At a Glance
- Tasks: Lead reliability engineering efforts and improve operational systems across the organisation.
- Company: Join Boston Consulting Group, a leader in business strategy and transformation.
- Benefits: Enjoy a hybrid work model, competitive salary, and opportunities for professional growth.
- Other info: Collaborative environment with a focus on mentorship and cross-team influence.
- Why this job: Make a real impact by driving innovation and mentoring future engineers.
- Qualifications: 5-8 years in Site Reliability Engineering with strong cloud and automation skills.
The predicted salary is between 80000 - 100000 £ per year.
Boston Consulting Group partners with leaders in business and society to tackle their most important challenges and capture their greatest opportunities.
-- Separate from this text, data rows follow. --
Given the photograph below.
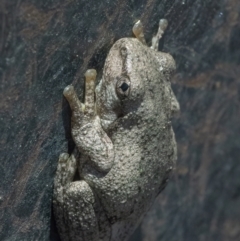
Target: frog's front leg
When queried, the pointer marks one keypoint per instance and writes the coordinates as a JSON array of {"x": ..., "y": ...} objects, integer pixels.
[{"x": 87, "y": 132}]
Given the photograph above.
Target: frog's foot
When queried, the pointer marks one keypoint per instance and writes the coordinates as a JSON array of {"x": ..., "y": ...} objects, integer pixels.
[
  {"x": 138, "y": 32},
  {"x": 80, "y": 217},
  {"x": 82, "y": 113},
  {"x": 163, "y": 23}
]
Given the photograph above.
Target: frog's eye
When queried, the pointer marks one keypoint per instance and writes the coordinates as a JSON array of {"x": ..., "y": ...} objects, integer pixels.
[{"x": 123, "y": 86}]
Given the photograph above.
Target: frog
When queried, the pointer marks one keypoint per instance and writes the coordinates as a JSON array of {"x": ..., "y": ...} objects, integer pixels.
[{"x": 125, "y": 144}]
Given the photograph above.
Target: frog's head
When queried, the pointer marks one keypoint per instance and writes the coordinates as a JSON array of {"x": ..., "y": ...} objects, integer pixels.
[{"x": 132, "y": 82}]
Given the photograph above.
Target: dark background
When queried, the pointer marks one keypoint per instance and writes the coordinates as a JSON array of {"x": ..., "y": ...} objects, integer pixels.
[{"x": 48, "y": 44}]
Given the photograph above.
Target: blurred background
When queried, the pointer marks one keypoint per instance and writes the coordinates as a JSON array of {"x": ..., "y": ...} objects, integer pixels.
[{"x": 48, "y": 44}]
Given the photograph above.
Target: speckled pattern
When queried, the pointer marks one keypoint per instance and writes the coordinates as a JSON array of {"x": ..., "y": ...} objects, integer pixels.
[{"x": 126, "y": 141}]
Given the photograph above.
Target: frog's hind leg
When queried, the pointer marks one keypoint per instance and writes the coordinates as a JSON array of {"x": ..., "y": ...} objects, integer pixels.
[
  {"x": 64, "y": 174},
  {"x": 79, "y": 212},
  {"x": 73, "y": 203}
]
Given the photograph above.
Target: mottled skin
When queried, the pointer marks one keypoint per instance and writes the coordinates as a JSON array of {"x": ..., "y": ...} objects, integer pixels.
[{"x": 126, "y": 142}]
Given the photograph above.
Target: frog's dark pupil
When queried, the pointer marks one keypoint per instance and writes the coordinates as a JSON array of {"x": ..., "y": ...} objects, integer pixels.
[{"x": 124, "y": 87}]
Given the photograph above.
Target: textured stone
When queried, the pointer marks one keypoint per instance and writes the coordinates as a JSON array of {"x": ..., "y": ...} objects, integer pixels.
[{"x": 46, "y": 45}]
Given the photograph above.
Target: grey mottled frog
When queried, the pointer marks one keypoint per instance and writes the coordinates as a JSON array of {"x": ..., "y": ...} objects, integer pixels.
[{"x": 125, "y": 145}]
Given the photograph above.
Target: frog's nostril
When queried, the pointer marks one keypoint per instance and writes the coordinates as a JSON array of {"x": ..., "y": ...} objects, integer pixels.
[{"x": 124, "y": 87}]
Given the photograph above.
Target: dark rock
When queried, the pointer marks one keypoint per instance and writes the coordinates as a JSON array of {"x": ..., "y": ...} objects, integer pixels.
[{"x": 46, "y": 45}]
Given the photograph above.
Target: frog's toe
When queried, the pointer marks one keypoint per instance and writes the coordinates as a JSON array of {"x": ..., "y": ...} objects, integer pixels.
[
  {"x": 63, "y": 157},
  {"x": 138, "y": 32}
]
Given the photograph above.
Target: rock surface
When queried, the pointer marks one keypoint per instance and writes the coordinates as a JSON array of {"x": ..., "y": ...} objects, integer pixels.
[{"x": 46, "y": 45}]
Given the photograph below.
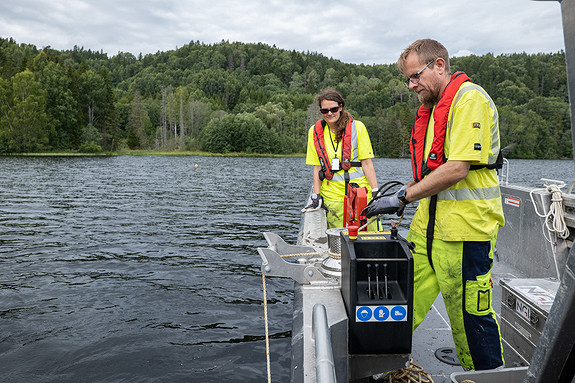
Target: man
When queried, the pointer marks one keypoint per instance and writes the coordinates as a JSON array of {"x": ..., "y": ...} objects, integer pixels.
[{"x": 455, "y": 151}]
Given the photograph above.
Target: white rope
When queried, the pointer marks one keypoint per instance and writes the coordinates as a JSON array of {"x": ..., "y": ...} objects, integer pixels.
[
  {"x": 554, "y": 219},
  {"x": 266, "y": 328}
]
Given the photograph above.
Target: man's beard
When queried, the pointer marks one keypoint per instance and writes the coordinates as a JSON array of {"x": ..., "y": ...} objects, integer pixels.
[{"x": 430, "y": 97}]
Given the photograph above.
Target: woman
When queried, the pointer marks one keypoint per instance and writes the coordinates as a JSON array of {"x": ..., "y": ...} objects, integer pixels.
[{"x": 339, "y": 142}]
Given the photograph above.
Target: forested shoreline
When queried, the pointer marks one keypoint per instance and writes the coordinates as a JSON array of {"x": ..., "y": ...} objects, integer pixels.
[{"x": 251, "y": 98}]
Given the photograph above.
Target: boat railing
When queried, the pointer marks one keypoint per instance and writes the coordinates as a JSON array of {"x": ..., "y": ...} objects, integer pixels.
[{"x": 325, "y": 367}]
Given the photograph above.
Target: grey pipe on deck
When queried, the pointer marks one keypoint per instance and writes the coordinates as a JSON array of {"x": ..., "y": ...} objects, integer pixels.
[{"x": 325, "y": 367}]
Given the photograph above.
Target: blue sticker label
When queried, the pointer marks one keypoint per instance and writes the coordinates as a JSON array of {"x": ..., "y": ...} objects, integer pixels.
[
  {"x": 381, "y": 313},
  {"x": 363, "y": 314},
  {"x": 388, "y": 313},
  {"x": 399, "y": 313}
]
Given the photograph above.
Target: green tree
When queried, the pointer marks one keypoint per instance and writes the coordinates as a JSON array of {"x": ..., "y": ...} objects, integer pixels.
[{"x": 25, "y": 115}]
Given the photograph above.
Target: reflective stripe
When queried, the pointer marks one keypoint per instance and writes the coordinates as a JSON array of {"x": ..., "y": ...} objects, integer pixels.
[
  {"x": 494, "y": 124},
  {"x": 469, "y": 194},
  {"x": 353, "y": 142},
  {"x": 352, "y": 175}
]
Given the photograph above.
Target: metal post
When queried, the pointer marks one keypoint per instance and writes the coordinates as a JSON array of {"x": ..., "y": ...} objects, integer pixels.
[{"x": 325, "y": 368}]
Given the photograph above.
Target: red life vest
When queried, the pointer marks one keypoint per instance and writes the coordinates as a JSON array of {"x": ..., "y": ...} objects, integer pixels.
[
  {"x": 418, "y": 133},
  {"x": 324, "y": 160}
]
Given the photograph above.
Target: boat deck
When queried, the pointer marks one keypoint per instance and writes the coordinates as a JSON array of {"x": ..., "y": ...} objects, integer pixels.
[{"x": 435, "y": 332}]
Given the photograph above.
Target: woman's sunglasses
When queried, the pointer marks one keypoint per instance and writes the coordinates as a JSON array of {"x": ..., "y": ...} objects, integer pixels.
[{"x": 334, "y": 110}]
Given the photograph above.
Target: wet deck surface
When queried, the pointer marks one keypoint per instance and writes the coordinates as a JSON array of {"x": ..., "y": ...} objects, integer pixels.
[{"x": 435, "y": 332}]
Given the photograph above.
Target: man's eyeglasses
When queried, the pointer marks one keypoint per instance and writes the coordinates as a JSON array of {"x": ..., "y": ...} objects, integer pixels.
[
  {"x": 334, "y": 110},
  {"x": 414, "y": 79}
]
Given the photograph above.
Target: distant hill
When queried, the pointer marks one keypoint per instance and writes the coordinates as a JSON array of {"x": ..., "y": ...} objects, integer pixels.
[{"x": 253, "y": 98}]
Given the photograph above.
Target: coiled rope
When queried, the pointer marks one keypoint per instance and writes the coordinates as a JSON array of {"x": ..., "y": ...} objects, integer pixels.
[
  {"x": 413, "y": 373},
  {"x": 554, "y": 219}
]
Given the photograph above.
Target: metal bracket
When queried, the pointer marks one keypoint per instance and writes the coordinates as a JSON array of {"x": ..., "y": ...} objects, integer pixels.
[{"x": 303, "y": 271}]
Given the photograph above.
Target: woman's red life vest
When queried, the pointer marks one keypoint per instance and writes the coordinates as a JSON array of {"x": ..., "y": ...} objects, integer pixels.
[
  {"x": 324, "y": 160},
  {"x": 418, "y": 133}
]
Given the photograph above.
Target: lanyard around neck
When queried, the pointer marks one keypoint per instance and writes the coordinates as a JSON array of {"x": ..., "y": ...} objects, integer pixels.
[{"x": 335, "y": 147}]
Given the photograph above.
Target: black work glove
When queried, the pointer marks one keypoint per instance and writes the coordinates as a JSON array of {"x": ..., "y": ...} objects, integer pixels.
[
  {"x": 315, "y": 204},
  {"x": 384, "y": 205}
]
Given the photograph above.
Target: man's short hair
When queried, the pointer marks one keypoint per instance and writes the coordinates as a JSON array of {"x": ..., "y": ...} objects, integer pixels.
[{"x": 427, "y": 50}]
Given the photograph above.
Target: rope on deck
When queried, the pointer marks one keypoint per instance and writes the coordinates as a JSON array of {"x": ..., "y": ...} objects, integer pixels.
[{"x": 413, "y": 373}]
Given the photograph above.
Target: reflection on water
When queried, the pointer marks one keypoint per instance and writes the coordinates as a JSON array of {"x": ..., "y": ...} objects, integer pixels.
[{"x": 146, "y": 269}]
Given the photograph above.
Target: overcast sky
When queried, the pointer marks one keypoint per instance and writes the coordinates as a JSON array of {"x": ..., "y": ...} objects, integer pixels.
[{"x": 353, "y": 31}]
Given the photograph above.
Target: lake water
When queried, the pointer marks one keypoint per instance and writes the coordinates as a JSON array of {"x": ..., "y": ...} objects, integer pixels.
[{"x": 145, "y": 269}]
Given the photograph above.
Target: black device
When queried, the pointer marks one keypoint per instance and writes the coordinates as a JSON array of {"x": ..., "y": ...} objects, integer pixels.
[{"x": 377, "y": 289}]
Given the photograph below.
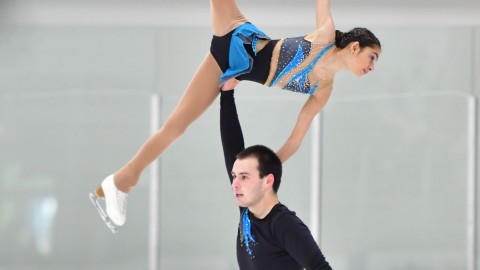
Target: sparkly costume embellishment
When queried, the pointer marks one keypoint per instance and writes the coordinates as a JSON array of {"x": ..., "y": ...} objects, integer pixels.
[
  {"x": 299, "y": 82},
  {"x": 247, "y": 231}
]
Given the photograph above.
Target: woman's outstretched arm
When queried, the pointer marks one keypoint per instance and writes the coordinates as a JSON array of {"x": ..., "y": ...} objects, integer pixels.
[{"x": 312, "y": 107}]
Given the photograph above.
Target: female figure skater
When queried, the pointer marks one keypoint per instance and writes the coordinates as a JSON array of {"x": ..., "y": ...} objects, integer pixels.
[{"x": 240, "y": 51}]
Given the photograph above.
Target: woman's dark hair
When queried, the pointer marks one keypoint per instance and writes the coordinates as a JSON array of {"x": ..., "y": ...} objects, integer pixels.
[{"x": 362, "y": 35}]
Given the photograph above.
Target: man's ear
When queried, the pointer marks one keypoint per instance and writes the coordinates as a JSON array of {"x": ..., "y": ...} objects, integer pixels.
[{"x": 270, "y": 179}]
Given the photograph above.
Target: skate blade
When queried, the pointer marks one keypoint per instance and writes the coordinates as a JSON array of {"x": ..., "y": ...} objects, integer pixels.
[{"x": 94, "y": 199}]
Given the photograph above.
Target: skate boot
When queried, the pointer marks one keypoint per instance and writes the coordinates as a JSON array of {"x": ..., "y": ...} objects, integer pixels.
[{"x": 115, "y": 211}]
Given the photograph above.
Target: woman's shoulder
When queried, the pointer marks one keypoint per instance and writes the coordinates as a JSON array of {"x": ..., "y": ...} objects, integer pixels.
[{"x": 322, "y": 35}]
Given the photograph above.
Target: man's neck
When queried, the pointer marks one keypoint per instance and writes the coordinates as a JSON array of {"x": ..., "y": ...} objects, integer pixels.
[{"x": 264, "y": 207}]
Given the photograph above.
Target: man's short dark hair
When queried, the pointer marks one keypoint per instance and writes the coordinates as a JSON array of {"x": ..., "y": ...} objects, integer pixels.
[{"x": 268, "y": 162}]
BCG was the pioneer in business strategy when it was founded in 1963. Today, we help clients with total transformation‑inspiring complex change, enabling organizations to grow, building competitive advantage, and driving bottom‑line impact. To succeed, organizations must blend digital and human capabilities. Our diverse, global teams bring deep industry and functional expertise and a range of perspectives to spark change.
The Senior Site Reliability Engineer is responsible for running the engineering capability behind a defined area of reliability across the organisation. The role works across multiple SRE disciplines including infrastructure, cloud, observability, automation, identity, security, and network operations, applying engineering thinking to reduce operational toil, improve resilience, and embed reliability and governance into delivery and operational workflows. The role drives engineering quality and consistency within its scope of responsibility, contributes to wider engineering standards, and helps shape how reliability is delivered across the organisation. It builds reusable patterns, mentors engineers, and provides senior engineering input across a wider set of stakeholders. The ideal candidate is a senior practitioner who is comfortable operating across multiple domains, balances delivery with mentorship, and can articulate engineering trade‑offs clearly to both technical and non‑technical audiences.
Core Responsibilities
- Run and continuously improve the reliability engineering systems within scope, including automation, pipelines, observability, and operational tooling.
- Design and implement engineering solutions that eliminate operational toil at scale and embed reliability into delivery workflows.
- Help shape engineering standards, patterns, and reusable frameworks across the SRE practice.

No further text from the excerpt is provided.